I'm fitting a linear model where the response is a function both of time and of static covariates (i.e. ones that are independent of time). The ultimate goal is to identify significant effects of the static covariates.

Is this the best general strategy for selecting variables (in R, using the nlme package)? Anything I can do better?

  1. Break the data up by groups and plot it against time. For continuous covariates, bin it and plot the data in each bin against time. Use the group-specific trends to make an initial guess at what time terms to include– time, time^n, sin(2*pi*time)+cos(2*pi*time), log(time), exp(time), etc.
  2. Add one term at a time, comparing each model to its predecessor, never adding a higher order in the absence of lower order terms. Sin and cos are never added separately. Is it acceptable to pass over a term that significantly improves the fit of the model if there is no physical interpretation of that term?.
  3. With the full dataset, use forward selection to add static variables to the model and then relevant interaction terms with each other and with the time terms. I've seen some strong criticism of stepwise regression, but doesn't forward selection ignore significant higher order terms if the lower order terms they depend on are not significant? And I've noticed that it's hard to pick a starting model for backward elimination that isn't saturated, or singular, or fails to converge. How do you decide between variable selection algorithms?
  4. Add random effects to the model. Is this as simple as doing the variable selection using lm() and then putting the final formula into lme() and specifying the random effects? Or should I include random effects from the very start?. Compare the fits of models using a random intercept only, a random interaction with the linear time term, and random interaction with each successive time term.
  5. Plot a semivariogram to see if an autoregressive error term is needed.
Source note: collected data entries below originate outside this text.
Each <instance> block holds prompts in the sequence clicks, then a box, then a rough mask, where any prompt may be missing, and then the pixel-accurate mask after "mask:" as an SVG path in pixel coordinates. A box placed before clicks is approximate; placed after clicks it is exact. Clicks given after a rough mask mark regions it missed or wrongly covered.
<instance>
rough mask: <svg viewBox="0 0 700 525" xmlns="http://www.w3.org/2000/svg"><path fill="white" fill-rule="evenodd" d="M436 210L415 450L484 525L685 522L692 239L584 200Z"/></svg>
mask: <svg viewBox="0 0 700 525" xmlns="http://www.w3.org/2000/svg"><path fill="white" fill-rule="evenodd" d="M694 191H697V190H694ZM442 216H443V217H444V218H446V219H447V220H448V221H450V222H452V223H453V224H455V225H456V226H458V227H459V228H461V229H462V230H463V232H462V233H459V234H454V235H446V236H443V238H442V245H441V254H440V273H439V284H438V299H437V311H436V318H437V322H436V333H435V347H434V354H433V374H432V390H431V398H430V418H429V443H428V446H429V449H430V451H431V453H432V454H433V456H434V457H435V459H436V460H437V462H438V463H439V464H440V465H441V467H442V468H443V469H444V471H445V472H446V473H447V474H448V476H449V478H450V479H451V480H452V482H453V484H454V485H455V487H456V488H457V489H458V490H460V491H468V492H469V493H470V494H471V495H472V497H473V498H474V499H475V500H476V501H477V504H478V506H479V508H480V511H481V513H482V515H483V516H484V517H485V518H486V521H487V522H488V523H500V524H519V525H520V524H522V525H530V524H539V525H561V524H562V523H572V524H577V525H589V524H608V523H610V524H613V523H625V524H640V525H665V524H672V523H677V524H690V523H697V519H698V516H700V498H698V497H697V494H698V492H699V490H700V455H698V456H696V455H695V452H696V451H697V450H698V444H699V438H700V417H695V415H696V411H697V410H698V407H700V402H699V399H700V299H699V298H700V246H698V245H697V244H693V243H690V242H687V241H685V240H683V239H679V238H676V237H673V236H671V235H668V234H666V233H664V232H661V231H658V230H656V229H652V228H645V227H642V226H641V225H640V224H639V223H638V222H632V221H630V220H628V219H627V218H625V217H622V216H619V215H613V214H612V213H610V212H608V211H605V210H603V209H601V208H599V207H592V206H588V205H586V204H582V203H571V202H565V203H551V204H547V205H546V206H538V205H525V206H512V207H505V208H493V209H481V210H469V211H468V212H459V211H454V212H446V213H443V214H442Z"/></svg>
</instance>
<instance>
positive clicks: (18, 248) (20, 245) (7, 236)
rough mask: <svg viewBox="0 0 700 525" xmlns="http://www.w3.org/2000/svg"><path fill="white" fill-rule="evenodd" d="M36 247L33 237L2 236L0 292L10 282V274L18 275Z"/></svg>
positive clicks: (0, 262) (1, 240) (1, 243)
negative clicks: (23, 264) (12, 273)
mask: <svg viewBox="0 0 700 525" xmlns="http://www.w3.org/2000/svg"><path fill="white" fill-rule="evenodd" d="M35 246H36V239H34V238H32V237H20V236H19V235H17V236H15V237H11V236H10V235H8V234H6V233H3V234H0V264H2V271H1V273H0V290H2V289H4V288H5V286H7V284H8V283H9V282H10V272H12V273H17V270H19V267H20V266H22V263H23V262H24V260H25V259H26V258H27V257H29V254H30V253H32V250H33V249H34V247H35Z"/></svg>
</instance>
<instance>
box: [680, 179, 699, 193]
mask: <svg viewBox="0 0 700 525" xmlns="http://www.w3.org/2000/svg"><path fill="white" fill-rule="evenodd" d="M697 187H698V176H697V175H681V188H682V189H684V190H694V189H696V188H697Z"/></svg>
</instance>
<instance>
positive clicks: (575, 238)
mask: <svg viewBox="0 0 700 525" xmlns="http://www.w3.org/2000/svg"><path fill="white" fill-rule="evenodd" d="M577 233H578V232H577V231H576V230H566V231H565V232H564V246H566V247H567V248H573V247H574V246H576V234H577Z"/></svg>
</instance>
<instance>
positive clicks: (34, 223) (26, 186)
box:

What should a semivariogram look like if the answer is 'no'? A horizontal line? How straight, how horizontal? Does including autoregression in the model again require checking potential variables and interactions to make sure they're still relevant?
  6. Plot the residuals to see if the variance changes as a function of fitted value, time, or any of the other terms. If it does, weigh the variances appropriately (for lme(), use the weights argument to specify a varFunc()) and compare to the unweighted model to see if this improves the fit. Is this the right sequence in which to do this step, or should it be done before autocorrelation?.
  7. Do summary() of the fitted model to identify significant coefficients for numeric covariates. Do Anova() of the fitted model to identify significant effects for qualitative covariates.

Best Answer

Fully data-driven model selection will result in standard errors and P-values that are too small, confidence intervals that are too narrow, and overstated effects of remaining terms in the model.

For time effects I usually model using restricted cubic splines. A detailed case study in the context of generalized least squares for correlated serial data may be found at http://biostat.mc.vanderbilt.edu/RmS - see the two attachments at the bottom named course2.pdf and rms.pdf. This uses the R rms package. The case study contains information about the choice of basis functions for the time component.